Known Confounds and Honest Limits
Three limits apply to whatever this experiment produces. They are flagged here rather than after the data because their presence shapes what a positive or negative result can and cannot support.
The intervention is bundled. A positive result cannot attribute the lift to any single component — ORCID, Wikidata, public repos, JSON-LD graph. The follow-up experiment (E026, not yet designed) would need to hold some components constant and add others sequentially. The current design answers the yes-or-no question, not the which-component question.
Indexing latency is unknown. Wikidata items that are accepted still take time to propagate into the downstream knowledge graphs that AI platforms draw on. If M1 shows no lift and M2 shows a lift, the finding is positive but the timing tells us nothing clean about when the signal reached the platform. Two months of measurement is the minimum honest window, not a precise one.
The authority gate is measured, not modelled. EDX established the gate as an empirical regularity on this site at this point in time. It does not provide a model of how the gate clears. The intervention is a bet on the gate being partially clearable by external identifiers — a bet grounded in existing entity-disambiguation literature, but still a bet. A null result does not rule out the gate clearing for a different combination of signals. It rules out this one.
What Happens Next
Three things are scheduled. None of them involves changes to this page or the measurement query set.

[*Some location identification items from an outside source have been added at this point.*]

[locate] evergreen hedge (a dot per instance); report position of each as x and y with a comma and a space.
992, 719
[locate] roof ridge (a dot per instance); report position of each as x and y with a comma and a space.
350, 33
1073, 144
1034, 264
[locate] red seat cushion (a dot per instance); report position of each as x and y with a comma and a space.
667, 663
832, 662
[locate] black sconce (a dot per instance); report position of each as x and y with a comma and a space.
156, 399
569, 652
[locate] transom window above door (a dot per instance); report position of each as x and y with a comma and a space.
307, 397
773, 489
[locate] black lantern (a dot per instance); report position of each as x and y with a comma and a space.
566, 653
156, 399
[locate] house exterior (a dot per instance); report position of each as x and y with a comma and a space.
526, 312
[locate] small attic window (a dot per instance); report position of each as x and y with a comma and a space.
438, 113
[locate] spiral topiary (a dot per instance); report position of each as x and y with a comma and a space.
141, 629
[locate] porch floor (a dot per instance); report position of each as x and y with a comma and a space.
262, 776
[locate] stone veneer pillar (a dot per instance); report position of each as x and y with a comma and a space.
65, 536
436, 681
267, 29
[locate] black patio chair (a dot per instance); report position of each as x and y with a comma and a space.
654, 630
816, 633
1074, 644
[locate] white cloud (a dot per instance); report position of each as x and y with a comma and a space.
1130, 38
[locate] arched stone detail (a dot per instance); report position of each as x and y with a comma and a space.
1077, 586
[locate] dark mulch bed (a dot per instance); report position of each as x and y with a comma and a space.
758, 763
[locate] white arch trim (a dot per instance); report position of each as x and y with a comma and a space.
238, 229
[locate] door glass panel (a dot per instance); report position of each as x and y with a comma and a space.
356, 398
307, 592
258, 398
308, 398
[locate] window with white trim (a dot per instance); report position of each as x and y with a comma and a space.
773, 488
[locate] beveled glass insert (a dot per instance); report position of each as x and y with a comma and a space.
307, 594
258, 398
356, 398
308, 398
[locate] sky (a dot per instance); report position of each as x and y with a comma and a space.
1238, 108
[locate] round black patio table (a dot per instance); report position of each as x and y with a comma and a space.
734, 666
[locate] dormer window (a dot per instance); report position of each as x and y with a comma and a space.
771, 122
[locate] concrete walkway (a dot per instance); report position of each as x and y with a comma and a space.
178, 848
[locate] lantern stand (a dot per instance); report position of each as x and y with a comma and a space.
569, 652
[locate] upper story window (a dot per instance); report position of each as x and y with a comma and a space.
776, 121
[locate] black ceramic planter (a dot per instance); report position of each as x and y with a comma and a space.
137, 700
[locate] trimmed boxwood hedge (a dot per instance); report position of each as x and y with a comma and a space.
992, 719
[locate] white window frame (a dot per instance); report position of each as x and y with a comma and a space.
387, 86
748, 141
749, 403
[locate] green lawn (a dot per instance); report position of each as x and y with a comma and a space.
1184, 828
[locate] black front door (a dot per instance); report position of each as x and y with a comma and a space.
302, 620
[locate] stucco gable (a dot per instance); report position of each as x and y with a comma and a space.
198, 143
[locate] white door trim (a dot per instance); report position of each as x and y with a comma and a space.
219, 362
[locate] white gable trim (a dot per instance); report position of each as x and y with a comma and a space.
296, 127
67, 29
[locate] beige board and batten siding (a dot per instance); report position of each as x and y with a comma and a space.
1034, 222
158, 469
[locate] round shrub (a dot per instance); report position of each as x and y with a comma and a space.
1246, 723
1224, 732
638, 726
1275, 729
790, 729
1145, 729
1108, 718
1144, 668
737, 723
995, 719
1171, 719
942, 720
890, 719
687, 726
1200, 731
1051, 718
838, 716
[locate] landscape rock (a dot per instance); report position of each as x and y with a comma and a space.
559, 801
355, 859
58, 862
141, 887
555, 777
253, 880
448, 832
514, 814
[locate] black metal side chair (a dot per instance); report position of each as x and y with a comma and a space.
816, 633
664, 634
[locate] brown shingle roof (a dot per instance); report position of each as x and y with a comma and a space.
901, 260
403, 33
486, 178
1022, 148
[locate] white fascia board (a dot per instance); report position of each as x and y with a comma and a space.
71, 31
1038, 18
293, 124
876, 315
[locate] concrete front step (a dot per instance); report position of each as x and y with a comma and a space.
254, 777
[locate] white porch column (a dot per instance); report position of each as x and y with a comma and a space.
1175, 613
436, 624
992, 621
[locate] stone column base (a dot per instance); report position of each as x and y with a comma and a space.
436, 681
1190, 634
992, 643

Wave 2 deploys the three Wikidata items in sequence: Person first, then The GEO Lab, then The GEO Stack. Each submission is timestamped separately in the E025 Notion row so that, if a lift shows up, the measurement data can at least be compared against the Wikidata acceptance timeline — even though the design does not formally isolate it. Wave 3 aligns LinkedIn and GitHub profile metadata.
M1 measurement runs as part of E014’s late-May cycle. M2 runs as part of E014’s late-June cycle. The results will update this post to version 2.0 with the primary outcome, all secondary outcomes, and the interpretation under the four falsification criteria above. If the result triggers E026 (component decomposition), the design will publish separately before running.
If the prediction turns out to be wrong — if T2 Perplexity lifts above 22.0pp — the post updates and the site publishes a positive Layer 4 finding. If the prediction is right, the site publishes a null, and E025 joins EDX in the failure registry. Both outcomes are the same amount of work to report. Only one of them is comfortable to write.
Key Takeaway
Pre-registering a hypothesis before the data arrives is the only defence against quietly rewriting it to fit the measurement. This post fixes E025’s null prediction — T2 Perplexity citation rate stays at 0% on M1 and M2 — before five weeks of waiting begins.